2. The data processing apparatus as claimed in claim 1, wherein the
first tag is further configured to indicate that the first data
shall be stored back into the buffer after being processed, and the
process node generates a second data after processing the first
data and further stores the second data back into the buffer
according to the first tag.
3. The data processing apparatus as claimed in claim 2, wherein the
buffer comprises a first buffer area and a second buffer area, the
first buffer area is configured to store the first data, the
process node actively retrieves the first data from the first
buffer area of the buffer and processes the first data according to
the first tag to generate the second data, and the process node
further stores the second data back into the second buffer area of
the buffer according to the first tag.
4. The data processing apparatus as claimed in claim 1, wherein the
process node is further configured to, after processing of the
first data is completed, generate a second tag, which indicates
that processing of the first data has been completed, for use in a
subsequent process.
5. A data processing method for a data processing apparatus,
wherein the data processing apparatus comprises a buffer, a
scheduler and a process node electrically connected to the buffer
and the scheduler, and the buffer is configured to store a first
data, the data processing method comprising the following steps of:
(a) enabling the scheduler to schedule the first data into a
process; (b) enabling the scheduler to generate a first tag for
indicating that the first data has been scheduled into the process;
(c) enabling the process node to actively retrieve the first data
from the buffer according to the first tag; and (d) enabling the
process node to process the first data.
6. The data processing method as claimed in claim 5, wherein the
first tag is further configured to indicate that the first data
shall be stored back into the buffer after being processed, the
data processing method further comprising the following steps of:
(e) enabling the process node to generate a second data after
processing the first data; and (f) enabling the process node to
store the second data back into the buffer according to the first
tag.
7. The data processing method as claimed in claim 6, wherein the
buffer comprises a first buffer area and a second buffer area, the
first buffer area is configured to store the first data, the step
(c) is a step of enabling the process node to actively retrieve the
first data from the first buffer area of the buffer according to
the first tag, and the step (f) is a step of enabling the process
node to store the second data back into the second buffer area of
the buffer according to the first tag.
8. The data processing method as claimed in claim 5, further
comprising a step of enabling the process node to, after processing
of the first data is completed, generate a second tag, which
indicates that processing of the first data has been completed, for
use in a subsequent process.
Description
[0001] This application claims priority to Taiwan Patent
Application No. 099145274 filed on Dec. 22, 2010, which is hereby
incorporated by reference in its entirety.
FIELD
[0002] The present invention relates to a tag-based data processing
apparatus and a tag-based data processing method thereof.
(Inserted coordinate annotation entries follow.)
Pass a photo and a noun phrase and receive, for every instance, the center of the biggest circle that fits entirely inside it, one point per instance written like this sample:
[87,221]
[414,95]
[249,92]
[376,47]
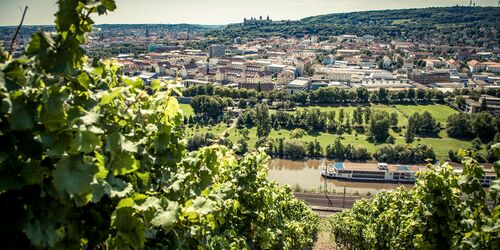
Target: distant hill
[183,27]
[453,25]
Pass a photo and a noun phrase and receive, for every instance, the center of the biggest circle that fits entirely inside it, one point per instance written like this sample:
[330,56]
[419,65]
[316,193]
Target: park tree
[459,126]
[92,159]
[378,129]
[262,120]
[484,125]
[362,94]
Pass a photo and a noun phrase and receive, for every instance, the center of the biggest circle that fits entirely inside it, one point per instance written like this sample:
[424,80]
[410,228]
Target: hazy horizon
[214,12]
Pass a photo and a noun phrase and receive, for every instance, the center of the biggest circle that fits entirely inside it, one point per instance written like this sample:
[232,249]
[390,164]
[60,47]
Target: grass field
[441,145]
[187,110]
[440,112]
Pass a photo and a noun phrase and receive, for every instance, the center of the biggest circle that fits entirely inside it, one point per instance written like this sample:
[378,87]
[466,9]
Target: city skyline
[215,12]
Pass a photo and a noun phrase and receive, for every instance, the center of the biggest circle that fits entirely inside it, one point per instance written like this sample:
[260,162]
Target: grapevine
[92,159]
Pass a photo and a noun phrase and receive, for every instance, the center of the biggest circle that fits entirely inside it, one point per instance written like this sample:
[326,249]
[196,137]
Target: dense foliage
[482,125]
[405,154]
[444,210]
[324,95]
[91,159]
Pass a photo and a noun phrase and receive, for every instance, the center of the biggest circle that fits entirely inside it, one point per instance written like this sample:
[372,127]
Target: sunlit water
[306,174]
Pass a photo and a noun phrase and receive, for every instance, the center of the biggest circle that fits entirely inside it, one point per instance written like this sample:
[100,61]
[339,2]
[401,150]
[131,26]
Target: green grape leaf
[74,177]
[129,227]
[85,141]
[21,117]
[84,80]
[166,219]
[90,118]
[119,188]
[42,234]
[109,97]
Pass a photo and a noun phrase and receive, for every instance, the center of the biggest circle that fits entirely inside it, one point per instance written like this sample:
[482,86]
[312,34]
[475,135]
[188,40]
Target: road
[325,205]
[327,201]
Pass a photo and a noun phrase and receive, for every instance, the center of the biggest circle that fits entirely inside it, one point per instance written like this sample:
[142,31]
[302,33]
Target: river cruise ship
[382,172]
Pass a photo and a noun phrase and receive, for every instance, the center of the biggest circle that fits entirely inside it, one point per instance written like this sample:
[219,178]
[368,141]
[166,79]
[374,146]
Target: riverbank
[305,176]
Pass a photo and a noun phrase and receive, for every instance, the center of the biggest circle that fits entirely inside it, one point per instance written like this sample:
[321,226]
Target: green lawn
[217,130]
[441,145]
[402,120]
[440,112]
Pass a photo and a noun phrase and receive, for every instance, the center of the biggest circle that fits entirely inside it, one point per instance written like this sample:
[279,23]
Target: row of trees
[397,154]
[210,106]
[482,125]
[423,125]
[378,123]
[325,95]
[84,167]
[405,154]
[444,210]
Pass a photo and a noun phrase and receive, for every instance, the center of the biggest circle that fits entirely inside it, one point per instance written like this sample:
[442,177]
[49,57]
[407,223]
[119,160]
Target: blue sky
[215,11]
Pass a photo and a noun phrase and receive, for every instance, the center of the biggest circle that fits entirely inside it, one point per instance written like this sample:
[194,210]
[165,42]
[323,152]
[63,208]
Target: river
[306,174]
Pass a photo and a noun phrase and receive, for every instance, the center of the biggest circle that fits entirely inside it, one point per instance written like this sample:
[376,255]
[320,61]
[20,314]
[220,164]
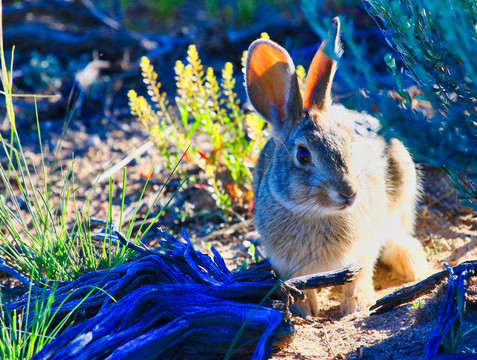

More
particularly, the present invention relates to a tag-based data
processing apparatus that operates according to a tag-based data
processing method thereof.
BACKGROUND
[0003] Nowadays, almost all aspects of people's daily life are
closely related to advancement of science and technology. In movies
and video games, the so-called two-dimensional (2D) or
three-dimensional (3D) animations are often found. As the imaging
technologies become increasingly sophisticated, various kinds of
animations also become more and more realistic to real-world scenes
in real life, examples of which are people's facial expressions,
variations in light and shade of water surfaces and surface gloss
of objects. Accordingly, in order to present the real-world scenes
in a realistic way, a great operational burden is imposed on
central processing units (CPUs). To ease the operational burden on
the CPUs in image processing, graphic processing units (GPUs) have
been proposed.
[0004] A GPU mainly has the functions of transform and lighting
(T&L), cubic environment mapping and vertex blending, texture
compression and bump mapping, dual-texture four-pixel 256-bit
rendering and the like. By use of the GPUs, the operational burden
on the CPUs in image processing is greatly eased. Moreover, to
further optimize 2D and 3D animations, multi-core GPUs have been
commercially available. However, conventional scheduling
technologies for the multi-core GPUs are mostly inefficient and
inflexible, which degrades values of the multi-core GPUs
significantly.
[0005] Accordingly, a need still exists in the art to effectively
improve performance of a multi-core GPU by reasonably distributing
operations among individual cores and making a compromise between
performance and flexibility, so as to increase the additional
values of this industry.
SUMMARY
[0006] An objective of the present invention is to provide a data
processing apparatus and a data processing method thereof. When an
operation needs to be made on a data, the data processing apparatus
schedules the data and generates a tag for use as an indication in
processing of the data so that the operation can be made on the
data efficiently.
[0007] To achieve the aforesaid objective, a data processing
apparatus of the present invention comprises a plurality of
buffers, scheduler electrically connected to the buffers, and a
plurality of process nodes electrically connected to the scheduler
and the buffers. The buffer is configured to store a data. The
scheduler is configured to schedule the data into a process and
generate a tag for indicating that the data has been scheduled into
the process. The process node is configured to actively retrieve
the data from the buffer and process the data according to the tag.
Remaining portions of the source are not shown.